When the comeback was complete, the GM didn't march into the locker room. He never does. It isn't fair to his coach to come say something when emotions are snarling after a loss because those conversations are best at breakfast in the morning, after a night's sleep. "And so, I'm not going in there to take a victory lap after we've won a game either," Olshey said.

For the Clippers, this game meant so much. They spared themselves a 1-0 hole, the embarrassment of a blowout loss and the inner doubts that exist when a young team's never done anything in the playoffs. Well, they did something. They made one of the great comebacks in NBA history, and they did it because Chris Paul's greatness, his will, declared it possible. That's why Neil Olshey always knew he had to make that trade with New Orleans for Paul, why it was destined to transform the franchise.

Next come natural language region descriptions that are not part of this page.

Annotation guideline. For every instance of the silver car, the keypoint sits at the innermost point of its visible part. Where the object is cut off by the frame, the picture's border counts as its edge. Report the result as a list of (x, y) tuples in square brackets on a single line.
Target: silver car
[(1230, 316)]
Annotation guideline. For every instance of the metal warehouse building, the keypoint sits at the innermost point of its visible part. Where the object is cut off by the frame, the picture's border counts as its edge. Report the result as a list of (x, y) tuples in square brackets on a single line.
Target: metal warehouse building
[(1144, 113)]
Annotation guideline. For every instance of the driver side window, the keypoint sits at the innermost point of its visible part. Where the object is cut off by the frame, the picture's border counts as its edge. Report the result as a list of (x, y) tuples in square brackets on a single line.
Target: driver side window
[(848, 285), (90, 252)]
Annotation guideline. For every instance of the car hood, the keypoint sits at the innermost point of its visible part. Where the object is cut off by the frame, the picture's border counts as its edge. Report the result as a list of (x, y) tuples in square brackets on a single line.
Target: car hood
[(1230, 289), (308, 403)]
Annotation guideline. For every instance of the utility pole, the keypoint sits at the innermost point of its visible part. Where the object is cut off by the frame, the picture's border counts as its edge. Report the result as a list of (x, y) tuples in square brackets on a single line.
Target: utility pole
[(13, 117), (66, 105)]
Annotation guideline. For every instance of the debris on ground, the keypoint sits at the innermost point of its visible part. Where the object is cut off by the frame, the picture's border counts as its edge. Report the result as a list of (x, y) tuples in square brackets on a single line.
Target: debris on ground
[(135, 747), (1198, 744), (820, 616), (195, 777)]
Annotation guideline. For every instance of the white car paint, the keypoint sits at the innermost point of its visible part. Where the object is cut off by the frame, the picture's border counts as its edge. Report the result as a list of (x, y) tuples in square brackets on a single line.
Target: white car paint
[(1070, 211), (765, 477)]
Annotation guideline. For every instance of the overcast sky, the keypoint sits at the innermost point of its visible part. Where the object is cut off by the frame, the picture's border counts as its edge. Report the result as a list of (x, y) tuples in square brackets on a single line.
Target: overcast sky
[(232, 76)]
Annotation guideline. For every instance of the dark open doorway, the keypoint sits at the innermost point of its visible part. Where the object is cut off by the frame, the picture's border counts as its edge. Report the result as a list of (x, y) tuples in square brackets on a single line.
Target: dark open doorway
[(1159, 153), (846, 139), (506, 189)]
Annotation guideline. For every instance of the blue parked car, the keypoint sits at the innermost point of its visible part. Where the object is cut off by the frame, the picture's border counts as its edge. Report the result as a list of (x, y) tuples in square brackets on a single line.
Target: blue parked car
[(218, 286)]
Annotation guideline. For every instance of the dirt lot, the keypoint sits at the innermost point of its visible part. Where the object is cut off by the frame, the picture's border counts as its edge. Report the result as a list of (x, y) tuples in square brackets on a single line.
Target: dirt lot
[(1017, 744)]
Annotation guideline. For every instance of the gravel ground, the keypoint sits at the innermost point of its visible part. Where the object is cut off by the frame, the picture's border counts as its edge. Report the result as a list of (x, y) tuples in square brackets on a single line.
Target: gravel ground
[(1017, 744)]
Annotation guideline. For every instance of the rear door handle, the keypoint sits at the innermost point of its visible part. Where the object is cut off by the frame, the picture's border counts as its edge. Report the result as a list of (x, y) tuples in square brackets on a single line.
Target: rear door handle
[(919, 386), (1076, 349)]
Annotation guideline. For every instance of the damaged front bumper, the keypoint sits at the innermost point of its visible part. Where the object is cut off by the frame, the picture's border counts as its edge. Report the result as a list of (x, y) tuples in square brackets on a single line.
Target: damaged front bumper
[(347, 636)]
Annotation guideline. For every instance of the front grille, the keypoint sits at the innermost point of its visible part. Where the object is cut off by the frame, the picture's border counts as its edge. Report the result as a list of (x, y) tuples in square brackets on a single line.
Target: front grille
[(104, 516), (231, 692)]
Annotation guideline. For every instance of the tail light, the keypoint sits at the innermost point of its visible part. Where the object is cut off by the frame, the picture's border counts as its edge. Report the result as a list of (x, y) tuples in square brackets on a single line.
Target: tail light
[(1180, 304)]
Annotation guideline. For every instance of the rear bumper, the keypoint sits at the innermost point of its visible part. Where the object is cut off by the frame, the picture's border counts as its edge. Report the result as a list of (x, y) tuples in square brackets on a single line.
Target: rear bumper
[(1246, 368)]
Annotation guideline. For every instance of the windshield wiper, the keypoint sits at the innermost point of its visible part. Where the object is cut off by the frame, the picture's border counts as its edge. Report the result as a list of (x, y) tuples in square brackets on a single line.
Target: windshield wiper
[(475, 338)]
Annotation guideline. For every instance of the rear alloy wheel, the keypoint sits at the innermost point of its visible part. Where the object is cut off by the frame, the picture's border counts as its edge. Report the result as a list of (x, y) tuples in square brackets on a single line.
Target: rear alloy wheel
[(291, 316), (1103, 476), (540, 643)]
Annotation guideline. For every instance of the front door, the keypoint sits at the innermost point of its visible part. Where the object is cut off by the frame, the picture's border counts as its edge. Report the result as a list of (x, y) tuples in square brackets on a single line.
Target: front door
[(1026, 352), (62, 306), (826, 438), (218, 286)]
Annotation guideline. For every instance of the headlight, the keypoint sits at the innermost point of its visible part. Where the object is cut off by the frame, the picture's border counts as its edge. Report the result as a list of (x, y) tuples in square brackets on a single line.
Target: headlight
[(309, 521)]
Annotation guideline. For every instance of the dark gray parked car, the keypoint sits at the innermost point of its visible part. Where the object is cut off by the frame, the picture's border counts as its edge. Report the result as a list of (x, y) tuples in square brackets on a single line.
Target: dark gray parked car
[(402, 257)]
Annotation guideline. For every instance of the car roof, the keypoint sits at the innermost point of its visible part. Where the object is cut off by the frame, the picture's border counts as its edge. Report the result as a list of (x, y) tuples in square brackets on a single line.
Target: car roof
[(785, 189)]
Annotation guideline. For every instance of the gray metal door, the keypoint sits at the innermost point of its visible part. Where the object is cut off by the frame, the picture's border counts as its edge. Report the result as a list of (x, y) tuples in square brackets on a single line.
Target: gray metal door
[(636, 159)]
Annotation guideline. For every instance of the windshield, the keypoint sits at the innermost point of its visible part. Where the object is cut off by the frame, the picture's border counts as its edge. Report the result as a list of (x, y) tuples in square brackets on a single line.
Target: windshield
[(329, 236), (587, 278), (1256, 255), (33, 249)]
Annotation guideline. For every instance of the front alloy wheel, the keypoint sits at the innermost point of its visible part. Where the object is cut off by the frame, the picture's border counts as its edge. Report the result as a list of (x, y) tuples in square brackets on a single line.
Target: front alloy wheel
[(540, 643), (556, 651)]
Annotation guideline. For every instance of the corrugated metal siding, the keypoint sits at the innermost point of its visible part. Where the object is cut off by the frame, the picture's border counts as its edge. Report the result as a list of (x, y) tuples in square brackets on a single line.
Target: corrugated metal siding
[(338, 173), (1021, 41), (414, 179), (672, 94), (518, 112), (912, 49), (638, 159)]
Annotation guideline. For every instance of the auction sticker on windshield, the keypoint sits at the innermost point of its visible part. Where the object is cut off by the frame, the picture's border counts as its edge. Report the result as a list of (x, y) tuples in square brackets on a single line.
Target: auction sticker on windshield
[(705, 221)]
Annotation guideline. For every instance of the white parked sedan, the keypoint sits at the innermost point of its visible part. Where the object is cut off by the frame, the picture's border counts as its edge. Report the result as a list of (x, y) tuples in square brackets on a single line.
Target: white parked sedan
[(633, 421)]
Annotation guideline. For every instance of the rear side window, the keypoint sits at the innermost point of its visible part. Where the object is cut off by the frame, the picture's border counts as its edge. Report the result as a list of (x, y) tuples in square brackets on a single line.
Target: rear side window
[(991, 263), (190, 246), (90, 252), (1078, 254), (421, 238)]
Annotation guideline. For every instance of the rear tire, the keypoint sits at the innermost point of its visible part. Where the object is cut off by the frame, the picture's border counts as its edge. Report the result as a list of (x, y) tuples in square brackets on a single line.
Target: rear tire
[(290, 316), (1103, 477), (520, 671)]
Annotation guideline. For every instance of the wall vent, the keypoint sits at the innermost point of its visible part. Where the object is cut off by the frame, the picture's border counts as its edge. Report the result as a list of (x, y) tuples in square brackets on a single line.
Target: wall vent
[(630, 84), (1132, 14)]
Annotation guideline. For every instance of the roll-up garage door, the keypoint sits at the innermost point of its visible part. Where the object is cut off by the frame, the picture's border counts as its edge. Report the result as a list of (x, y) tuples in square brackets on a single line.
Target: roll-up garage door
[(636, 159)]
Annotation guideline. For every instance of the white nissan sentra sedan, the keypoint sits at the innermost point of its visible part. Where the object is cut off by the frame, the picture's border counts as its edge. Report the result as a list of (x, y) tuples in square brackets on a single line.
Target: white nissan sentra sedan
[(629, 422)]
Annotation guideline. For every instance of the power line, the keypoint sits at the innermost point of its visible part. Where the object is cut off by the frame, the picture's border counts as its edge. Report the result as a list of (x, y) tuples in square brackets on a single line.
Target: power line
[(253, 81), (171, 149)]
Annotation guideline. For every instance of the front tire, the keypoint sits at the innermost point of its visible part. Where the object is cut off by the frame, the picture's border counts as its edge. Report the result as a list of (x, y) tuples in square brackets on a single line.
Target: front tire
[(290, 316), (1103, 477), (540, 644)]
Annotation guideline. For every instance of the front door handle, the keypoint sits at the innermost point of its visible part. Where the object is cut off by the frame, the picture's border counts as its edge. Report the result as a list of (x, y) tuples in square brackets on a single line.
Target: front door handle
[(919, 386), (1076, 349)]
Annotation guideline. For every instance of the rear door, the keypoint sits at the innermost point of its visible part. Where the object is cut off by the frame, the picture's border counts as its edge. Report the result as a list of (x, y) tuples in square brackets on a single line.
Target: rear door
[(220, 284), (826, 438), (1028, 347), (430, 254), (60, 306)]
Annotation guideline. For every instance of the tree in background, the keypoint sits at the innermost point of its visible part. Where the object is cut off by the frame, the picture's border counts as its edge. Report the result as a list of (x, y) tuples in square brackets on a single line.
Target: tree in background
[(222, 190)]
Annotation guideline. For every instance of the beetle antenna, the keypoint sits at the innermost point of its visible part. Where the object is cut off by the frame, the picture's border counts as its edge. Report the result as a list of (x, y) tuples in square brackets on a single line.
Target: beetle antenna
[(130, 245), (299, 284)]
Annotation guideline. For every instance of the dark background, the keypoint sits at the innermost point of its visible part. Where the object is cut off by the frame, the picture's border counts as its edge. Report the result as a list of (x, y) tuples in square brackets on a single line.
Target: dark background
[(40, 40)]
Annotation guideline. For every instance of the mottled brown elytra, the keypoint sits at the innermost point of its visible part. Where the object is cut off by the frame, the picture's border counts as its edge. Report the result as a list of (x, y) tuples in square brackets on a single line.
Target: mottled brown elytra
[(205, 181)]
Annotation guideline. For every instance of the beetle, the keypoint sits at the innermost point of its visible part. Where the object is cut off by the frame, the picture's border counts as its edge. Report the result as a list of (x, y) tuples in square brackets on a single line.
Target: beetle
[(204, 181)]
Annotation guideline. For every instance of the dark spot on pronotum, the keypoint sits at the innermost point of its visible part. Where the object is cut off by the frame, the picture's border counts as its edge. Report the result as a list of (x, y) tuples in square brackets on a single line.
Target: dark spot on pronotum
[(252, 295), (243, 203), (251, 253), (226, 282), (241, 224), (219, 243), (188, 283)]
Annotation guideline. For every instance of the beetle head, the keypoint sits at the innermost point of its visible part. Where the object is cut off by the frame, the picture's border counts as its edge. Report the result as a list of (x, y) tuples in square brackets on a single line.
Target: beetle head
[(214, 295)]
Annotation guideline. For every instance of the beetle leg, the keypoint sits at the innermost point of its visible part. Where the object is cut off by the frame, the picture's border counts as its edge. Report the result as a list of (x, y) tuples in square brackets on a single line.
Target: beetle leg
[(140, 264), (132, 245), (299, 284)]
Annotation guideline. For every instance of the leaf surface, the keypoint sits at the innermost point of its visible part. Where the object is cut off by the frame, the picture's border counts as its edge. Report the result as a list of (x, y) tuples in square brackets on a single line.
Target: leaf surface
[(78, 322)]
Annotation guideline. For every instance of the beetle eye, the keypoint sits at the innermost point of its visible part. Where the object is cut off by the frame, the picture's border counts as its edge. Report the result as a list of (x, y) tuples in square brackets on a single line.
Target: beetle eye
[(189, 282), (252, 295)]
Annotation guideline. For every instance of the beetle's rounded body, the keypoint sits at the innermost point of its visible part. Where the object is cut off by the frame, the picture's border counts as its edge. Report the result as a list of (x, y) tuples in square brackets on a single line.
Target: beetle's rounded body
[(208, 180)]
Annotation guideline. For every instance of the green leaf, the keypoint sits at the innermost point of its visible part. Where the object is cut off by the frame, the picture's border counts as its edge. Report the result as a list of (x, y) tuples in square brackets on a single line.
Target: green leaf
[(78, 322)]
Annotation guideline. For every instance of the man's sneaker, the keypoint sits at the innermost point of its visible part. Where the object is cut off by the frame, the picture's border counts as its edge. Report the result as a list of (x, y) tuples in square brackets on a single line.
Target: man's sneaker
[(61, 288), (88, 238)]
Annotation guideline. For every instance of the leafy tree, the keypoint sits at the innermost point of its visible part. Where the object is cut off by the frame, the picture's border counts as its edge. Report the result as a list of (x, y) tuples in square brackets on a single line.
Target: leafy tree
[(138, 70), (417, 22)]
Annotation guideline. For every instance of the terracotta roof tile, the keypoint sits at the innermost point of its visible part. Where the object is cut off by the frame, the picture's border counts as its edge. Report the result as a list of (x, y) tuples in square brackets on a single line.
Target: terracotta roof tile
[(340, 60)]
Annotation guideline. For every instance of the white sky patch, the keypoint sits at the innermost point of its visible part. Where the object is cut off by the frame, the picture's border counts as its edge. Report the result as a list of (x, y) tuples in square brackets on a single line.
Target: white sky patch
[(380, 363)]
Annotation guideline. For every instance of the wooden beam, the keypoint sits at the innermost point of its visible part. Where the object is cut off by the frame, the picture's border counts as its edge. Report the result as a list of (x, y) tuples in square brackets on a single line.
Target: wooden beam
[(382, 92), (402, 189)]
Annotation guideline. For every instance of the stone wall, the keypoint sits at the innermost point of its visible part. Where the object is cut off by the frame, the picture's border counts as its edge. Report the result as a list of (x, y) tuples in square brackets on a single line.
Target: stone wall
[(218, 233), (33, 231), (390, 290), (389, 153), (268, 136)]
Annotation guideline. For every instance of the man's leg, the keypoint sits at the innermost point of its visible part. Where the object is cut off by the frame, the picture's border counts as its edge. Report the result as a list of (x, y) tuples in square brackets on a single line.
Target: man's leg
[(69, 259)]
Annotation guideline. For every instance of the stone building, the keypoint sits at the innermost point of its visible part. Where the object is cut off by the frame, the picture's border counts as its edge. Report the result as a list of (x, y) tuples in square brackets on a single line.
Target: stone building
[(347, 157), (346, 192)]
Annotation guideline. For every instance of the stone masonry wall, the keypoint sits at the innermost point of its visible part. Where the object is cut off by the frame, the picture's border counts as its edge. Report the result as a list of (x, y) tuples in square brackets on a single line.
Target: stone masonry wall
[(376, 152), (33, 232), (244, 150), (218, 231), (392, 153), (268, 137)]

And as the Clippers celebrated in the winning locker room, Neil Olshey marched out the door amongst those loud, wild Grizzlies fans who had suddenly turned so sullen. As the Clippers GM walked around in Memphis, he knew this night would be remembered for that single, solitary voice amidst all that mayhem. Somewhere, somehow, a franchise has to make a stand. Finally.

"Without Chris, we're not getting there tonight," Olshey said.

Yes, Neil Olshey knew he had to make that trade for Chris Paul. He just didn't know how badly until late Sunday, until all hell was breaking loose in Memphis, until no one was laughing at the Los Angeles Clippers anymore.